O presidente ucraniano, Volodymyr Zelensky, afirmou que datas preliminares já foram definidas para reuniões nas duas capitais e que sua equipe de negociação mantém contato quase permanente com os americanos. "Eles confirmaram que terão uma reunião em Moscou e outra em Kiev. Esperamos que esta última ocorra nos próximos dias", disse. Segundo ele, a Ucrânia está pronta para negociações "significativas e de alto nível".
A agência estatal russa Tass informou que os enviados americanos Steve Witkoff e Jared Kushner devem visitar primeiro Moscou e depois Kiev, em 5 e 6 de setembro. A informação não foi confirmada pelos EUA. O porta-voz do Kremlin, Dmitry Peskov, também evitou confirmar a passagem dos dois por Moscou e disse apenas que a imprensa será informada caso a reunião ocorra.
Witkoff e Kushner estiveram pela última vez em Moscou em janeiro, quando se reuniram com o presidente Vladimir Putin. Uma eventual viagem agora marcaria a primeira visita dos dois a Kiev. Após o encontro de janeiro, o assessor presidencial russo Yury Ushakov classificou as conversas como construtivas, mas afirmou que não seria possível alcançar um acordo duradouro sem resolver a questão territorial.

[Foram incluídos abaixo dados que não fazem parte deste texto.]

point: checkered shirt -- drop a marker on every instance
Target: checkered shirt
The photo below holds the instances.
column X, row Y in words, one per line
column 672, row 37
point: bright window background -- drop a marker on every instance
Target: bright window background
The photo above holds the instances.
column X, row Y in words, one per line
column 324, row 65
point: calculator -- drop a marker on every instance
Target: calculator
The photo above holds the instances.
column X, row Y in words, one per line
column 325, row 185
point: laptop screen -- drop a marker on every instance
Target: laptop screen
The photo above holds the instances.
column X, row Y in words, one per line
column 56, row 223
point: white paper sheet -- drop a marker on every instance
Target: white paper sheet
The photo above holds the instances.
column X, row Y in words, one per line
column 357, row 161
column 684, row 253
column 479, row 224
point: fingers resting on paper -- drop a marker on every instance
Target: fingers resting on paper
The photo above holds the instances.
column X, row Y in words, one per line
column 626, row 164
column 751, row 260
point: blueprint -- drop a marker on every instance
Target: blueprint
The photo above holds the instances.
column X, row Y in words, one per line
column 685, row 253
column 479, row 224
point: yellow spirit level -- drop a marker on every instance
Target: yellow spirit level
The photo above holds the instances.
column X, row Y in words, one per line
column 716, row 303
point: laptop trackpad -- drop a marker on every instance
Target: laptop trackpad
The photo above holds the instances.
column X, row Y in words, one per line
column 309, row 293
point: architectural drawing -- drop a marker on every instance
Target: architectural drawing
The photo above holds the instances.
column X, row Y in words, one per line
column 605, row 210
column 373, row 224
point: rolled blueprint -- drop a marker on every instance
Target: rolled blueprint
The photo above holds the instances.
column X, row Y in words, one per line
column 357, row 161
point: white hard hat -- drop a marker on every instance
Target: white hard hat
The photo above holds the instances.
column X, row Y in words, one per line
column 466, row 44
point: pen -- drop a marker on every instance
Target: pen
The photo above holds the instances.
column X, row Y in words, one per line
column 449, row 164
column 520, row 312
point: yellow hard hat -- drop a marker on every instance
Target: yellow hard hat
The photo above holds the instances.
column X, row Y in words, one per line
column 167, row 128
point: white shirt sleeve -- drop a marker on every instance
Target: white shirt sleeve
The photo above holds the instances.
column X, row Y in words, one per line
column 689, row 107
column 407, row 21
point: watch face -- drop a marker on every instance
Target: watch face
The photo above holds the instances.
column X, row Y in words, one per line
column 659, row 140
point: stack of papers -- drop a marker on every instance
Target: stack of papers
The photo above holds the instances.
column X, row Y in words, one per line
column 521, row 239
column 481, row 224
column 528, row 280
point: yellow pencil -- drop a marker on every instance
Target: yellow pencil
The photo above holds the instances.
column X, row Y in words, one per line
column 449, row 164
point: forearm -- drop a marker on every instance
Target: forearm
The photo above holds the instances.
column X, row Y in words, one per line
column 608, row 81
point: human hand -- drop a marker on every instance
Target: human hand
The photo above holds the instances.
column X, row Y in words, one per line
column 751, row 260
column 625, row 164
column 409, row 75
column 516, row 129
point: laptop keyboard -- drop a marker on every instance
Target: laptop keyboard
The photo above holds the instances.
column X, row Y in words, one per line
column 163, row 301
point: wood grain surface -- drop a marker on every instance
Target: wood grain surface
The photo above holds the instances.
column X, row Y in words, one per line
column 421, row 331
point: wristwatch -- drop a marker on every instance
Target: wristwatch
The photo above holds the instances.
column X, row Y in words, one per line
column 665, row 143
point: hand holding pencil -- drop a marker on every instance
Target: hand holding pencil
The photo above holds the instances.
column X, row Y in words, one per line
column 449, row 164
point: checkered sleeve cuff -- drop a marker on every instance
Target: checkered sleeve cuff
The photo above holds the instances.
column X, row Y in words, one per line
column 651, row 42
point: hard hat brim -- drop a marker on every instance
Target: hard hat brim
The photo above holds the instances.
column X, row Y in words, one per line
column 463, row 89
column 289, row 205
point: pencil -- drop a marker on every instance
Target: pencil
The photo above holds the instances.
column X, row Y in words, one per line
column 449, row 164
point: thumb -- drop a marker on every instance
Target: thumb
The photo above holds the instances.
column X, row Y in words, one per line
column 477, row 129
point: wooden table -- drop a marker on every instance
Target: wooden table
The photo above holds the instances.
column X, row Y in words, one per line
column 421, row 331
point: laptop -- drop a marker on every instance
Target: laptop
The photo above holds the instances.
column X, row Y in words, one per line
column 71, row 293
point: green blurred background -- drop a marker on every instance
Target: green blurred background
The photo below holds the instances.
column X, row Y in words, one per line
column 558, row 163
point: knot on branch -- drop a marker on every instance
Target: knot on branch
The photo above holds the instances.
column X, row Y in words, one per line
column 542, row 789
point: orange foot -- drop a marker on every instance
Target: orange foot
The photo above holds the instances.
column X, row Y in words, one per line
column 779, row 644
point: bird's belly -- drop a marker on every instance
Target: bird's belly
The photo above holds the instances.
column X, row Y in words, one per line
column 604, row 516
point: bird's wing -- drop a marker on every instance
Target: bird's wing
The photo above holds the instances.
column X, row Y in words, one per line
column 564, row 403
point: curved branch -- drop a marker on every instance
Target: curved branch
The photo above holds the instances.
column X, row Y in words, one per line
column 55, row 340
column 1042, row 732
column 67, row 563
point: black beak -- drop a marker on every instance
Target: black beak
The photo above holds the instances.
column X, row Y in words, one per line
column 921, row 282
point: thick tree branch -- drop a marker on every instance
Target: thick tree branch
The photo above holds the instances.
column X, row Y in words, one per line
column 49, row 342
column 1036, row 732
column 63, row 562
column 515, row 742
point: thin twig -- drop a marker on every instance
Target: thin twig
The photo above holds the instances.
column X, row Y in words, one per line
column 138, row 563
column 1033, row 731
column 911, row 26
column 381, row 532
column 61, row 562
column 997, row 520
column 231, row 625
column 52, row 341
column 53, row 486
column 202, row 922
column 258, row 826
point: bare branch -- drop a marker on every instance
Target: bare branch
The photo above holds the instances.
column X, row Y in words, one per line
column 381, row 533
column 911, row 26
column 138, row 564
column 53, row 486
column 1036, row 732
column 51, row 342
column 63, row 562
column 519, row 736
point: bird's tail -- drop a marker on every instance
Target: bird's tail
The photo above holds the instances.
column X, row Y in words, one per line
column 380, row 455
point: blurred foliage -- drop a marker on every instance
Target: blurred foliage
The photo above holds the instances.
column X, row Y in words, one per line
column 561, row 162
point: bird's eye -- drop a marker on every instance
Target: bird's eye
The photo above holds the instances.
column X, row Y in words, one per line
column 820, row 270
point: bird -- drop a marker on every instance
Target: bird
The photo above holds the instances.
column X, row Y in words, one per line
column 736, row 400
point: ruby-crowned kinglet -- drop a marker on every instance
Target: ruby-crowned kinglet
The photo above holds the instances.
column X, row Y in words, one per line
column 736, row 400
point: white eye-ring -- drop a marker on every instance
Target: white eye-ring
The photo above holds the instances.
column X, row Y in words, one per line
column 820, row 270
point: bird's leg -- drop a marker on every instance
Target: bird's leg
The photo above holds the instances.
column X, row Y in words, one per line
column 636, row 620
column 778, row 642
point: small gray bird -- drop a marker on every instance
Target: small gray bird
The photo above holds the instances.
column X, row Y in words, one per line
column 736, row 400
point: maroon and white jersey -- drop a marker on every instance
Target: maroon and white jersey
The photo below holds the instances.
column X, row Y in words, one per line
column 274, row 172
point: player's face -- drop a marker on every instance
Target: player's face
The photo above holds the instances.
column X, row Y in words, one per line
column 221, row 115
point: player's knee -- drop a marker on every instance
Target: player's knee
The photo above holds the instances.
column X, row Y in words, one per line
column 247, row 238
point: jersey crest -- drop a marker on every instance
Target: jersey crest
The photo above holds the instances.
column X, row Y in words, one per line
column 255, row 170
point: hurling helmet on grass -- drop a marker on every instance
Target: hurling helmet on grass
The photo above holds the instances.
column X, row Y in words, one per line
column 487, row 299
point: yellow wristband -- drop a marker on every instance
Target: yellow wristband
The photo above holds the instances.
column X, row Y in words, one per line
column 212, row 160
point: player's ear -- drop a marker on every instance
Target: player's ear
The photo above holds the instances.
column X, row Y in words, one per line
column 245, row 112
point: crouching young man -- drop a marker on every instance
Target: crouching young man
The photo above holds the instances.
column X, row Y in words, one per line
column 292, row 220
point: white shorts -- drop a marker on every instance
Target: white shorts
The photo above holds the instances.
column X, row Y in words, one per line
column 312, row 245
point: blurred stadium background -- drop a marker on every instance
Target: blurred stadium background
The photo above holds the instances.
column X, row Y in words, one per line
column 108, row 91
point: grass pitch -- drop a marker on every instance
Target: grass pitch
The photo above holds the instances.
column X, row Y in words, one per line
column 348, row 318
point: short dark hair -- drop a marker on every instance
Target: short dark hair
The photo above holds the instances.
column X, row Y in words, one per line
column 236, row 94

A movimentação diplomática ocorre em meio a novos ataques. Uma ofensiva russa contra a região de Odessa matou uma pessoa e deixou ao menos cinco feridos, enquanto dois policiais morreram em Dnipro. Em Kiev, um ataque de drone feriu três pessoas. Na Rússia, drones ucranianos atingiram Sochi e o distrito vizinho de Sirius, provocando incêndio em um depósito de petróleo, segundo autoridades locais.